James's grandfather, also called James, was at the Battle of Quebec under Wolfe and it was in James senior's arms that the victorious General died. James senior later became the Governor of Canada and, while there, arranged for his troublesome illegitimate son, Patrick, to join The 60th Foot, the Royal American Regiment. The regiment was posted to Jamaica but later moved to St Augustine in Florida and whilst there was caught up in the American Revolution. In 1778, Patrick had a son, James Murray (the Captain James Murray in New Abbey graveyard) by Eliza Smith, the central character of our tale. It is not clear why Eliza was in Florida. Nevertheless, the family were caught up in the Siege of Savannah when the French joined with the American States in the War of Independence. By 1781 refugees were fleeing from the thirteen US States to Florida, where the people wanted to remain British. At the time a British Army Colonel, James Grierson of Larbreck, Dumfriesshire, was murdered when he was captured and his son, Thomas, and James Murray were among the refugees who fled to New Abbey in 1781.
In 1783, the Treaty of Paris was signed. Florida (which had been Spanish until 1763) was ceded back to Spain, and those British who chose not to remain under Spanish rule were offered inducements by the British Government to settle in either Nova Scotia or the Bahamas. In 1784, Eliza came to Nassau in the Bahamas with her three remaining children: these were not her natural children but rather were probable orphans of war adopted by her. However, the Bahamas became so full of refugees that, around 1786, Eliza sent the children to New Abbey, where her family, the Stewarts of Shambellie, resided. There they joined Thomas Grierson and James Murray.

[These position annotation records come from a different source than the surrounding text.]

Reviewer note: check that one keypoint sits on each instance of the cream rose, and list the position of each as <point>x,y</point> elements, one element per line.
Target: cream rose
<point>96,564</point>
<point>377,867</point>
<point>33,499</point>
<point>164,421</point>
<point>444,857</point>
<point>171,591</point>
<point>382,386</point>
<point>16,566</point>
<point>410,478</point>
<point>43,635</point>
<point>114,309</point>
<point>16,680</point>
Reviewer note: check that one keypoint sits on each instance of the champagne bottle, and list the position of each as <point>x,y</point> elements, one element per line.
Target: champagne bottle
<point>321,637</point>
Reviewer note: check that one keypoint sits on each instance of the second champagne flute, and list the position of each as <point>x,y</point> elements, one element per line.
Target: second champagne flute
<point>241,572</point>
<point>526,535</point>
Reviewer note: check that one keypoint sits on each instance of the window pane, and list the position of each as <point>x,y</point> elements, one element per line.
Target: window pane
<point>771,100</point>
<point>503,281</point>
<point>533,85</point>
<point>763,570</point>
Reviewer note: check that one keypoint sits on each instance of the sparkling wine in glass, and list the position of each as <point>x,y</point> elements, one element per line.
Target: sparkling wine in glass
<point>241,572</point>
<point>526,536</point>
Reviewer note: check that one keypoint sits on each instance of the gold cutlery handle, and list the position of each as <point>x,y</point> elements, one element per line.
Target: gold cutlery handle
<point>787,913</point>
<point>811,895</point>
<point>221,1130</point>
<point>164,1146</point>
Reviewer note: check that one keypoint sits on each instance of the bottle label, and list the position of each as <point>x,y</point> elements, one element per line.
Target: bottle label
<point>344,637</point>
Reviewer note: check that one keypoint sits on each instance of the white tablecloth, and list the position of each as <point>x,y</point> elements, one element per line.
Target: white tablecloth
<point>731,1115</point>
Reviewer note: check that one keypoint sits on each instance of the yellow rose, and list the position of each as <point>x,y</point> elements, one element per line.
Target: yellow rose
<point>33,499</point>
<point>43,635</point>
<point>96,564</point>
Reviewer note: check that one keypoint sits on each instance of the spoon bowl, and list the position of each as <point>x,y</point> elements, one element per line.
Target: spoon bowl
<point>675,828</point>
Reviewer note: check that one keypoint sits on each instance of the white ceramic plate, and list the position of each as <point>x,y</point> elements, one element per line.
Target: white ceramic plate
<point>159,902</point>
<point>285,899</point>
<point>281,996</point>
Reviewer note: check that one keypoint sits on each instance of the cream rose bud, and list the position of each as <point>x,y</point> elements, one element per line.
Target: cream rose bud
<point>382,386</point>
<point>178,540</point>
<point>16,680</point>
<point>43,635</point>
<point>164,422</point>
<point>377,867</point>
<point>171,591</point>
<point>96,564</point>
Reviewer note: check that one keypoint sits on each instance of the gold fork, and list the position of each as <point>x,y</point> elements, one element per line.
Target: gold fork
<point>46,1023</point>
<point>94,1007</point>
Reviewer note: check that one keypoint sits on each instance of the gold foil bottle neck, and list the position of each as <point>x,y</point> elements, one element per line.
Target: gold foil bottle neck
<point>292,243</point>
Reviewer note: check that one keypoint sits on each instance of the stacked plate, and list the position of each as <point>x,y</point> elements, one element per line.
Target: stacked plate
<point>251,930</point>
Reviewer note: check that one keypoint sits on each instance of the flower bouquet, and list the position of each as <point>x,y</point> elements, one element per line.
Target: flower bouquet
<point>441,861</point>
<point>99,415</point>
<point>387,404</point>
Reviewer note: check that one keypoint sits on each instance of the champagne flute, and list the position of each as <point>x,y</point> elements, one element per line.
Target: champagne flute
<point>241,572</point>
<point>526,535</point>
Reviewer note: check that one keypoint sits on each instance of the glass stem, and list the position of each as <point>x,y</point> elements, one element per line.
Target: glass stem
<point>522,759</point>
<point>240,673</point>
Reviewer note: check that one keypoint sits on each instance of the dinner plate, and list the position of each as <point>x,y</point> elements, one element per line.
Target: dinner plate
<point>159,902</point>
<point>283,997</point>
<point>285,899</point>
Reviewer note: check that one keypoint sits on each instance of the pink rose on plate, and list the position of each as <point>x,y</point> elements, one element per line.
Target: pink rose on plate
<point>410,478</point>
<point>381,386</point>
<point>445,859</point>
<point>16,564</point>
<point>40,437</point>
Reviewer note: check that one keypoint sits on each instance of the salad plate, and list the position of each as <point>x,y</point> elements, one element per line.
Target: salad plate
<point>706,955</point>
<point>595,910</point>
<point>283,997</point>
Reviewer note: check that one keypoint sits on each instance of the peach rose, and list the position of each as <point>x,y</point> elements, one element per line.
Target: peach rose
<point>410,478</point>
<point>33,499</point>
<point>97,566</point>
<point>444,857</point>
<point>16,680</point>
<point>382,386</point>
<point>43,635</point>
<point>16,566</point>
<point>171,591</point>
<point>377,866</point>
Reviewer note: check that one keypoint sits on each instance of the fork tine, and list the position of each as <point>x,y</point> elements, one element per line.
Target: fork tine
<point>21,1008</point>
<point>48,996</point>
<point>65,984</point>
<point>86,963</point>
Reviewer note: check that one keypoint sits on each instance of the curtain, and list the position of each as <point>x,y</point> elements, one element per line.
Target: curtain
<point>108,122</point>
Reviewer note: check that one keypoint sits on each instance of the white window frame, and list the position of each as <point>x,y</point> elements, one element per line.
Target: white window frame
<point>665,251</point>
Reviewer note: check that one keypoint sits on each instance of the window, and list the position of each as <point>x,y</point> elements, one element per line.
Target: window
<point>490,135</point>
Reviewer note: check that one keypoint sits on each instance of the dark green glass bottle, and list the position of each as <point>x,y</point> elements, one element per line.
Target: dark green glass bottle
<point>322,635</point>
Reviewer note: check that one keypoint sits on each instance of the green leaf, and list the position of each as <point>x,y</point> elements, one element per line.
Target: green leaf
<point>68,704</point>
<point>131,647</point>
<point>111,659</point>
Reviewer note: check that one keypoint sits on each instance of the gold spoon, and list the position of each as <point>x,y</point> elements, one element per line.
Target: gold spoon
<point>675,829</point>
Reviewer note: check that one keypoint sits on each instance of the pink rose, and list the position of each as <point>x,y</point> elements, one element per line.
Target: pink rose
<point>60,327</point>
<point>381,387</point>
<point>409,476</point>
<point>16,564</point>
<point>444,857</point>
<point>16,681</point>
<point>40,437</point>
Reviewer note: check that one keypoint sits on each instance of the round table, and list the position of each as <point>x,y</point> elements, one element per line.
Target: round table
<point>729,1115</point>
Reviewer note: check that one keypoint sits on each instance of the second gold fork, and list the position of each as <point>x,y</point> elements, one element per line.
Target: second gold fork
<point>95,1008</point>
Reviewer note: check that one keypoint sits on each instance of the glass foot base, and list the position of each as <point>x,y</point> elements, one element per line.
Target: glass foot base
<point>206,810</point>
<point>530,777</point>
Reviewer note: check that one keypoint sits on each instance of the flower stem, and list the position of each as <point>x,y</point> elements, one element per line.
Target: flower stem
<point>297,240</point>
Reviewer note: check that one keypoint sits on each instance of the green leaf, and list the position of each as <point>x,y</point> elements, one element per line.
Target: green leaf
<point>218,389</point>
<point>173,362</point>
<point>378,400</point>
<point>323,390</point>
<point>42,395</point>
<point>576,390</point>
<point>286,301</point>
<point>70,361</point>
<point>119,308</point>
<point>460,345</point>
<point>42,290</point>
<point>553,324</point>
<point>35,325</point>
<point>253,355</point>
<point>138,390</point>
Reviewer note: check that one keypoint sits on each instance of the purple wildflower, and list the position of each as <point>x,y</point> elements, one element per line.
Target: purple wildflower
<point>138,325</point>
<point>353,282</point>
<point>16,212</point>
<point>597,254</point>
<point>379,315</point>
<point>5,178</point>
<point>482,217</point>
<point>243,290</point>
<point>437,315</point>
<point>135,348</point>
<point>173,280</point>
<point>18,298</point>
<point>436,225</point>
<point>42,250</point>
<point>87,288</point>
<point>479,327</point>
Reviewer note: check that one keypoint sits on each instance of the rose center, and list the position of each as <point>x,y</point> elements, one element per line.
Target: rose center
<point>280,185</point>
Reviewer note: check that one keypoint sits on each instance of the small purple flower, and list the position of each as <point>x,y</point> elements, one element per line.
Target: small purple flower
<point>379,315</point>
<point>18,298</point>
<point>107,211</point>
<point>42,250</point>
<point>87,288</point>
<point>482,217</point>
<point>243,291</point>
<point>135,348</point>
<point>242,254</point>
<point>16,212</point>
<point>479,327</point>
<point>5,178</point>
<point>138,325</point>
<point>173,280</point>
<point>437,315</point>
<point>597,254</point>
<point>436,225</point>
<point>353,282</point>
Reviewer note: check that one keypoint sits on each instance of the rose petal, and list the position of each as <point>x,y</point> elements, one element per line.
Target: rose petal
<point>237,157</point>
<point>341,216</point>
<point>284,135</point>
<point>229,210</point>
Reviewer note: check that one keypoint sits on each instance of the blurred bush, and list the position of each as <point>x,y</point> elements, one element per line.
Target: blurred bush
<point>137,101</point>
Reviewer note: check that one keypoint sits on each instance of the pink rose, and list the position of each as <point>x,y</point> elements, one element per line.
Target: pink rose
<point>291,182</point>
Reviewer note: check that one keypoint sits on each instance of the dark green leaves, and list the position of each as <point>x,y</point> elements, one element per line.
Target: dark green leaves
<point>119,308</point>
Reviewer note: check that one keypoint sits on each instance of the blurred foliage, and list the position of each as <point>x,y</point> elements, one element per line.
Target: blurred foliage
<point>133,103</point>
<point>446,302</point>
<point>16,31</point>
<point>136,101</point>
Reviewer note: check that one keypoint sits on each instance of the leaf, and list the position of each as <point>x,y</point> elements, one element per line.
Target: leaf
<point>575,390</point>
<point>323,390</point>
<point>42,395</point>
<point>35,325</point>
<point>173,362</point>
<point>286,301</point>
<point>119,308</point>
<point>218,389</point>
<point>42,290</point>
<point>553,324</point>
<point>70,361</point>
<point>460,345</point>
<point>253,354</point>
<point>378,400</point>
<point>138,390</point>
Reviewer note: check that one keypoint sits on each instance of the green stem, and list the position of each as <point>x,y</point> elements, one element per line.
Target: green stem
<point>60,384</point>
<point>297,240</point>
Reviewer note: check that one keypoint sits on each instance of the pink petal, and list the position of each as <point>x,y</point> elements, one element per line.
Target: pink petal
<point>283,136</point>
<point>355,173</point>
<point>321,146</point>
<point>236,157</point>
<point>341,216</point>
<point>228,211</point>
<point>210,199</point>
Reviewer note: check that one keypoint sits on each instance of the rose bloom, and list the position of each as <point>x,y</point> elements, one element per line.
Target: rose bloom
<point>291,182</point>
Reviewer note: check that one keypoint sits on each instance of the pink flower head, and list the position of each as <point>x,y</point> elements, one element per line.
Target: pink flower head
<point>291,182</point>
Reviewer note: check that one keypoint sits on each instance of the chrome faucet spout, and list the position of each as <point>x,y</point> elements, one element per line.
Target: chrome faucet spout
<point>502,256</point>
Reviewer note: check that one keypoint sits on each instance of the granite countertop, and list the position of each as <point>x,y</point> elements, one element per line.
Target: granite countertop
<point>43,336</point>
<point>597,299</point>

Who was Eliza Smith? Was she a loving and caring mother or heartless hussy? She adopted children in need but also sent them away at an early age. She mixed with the Aristocracy and was a successful businesswoman but she was also a slave owner who once offered a reward of ten dollars for the return of a runaway slave. On the other hand, a Doctor Minns, who was born in the Bahamas and came to Britain to train as a doctor, was the grandson of a slave released by Eliza in 1810, and became the first black Mayor in Britain. So —, Heroine or Harlot?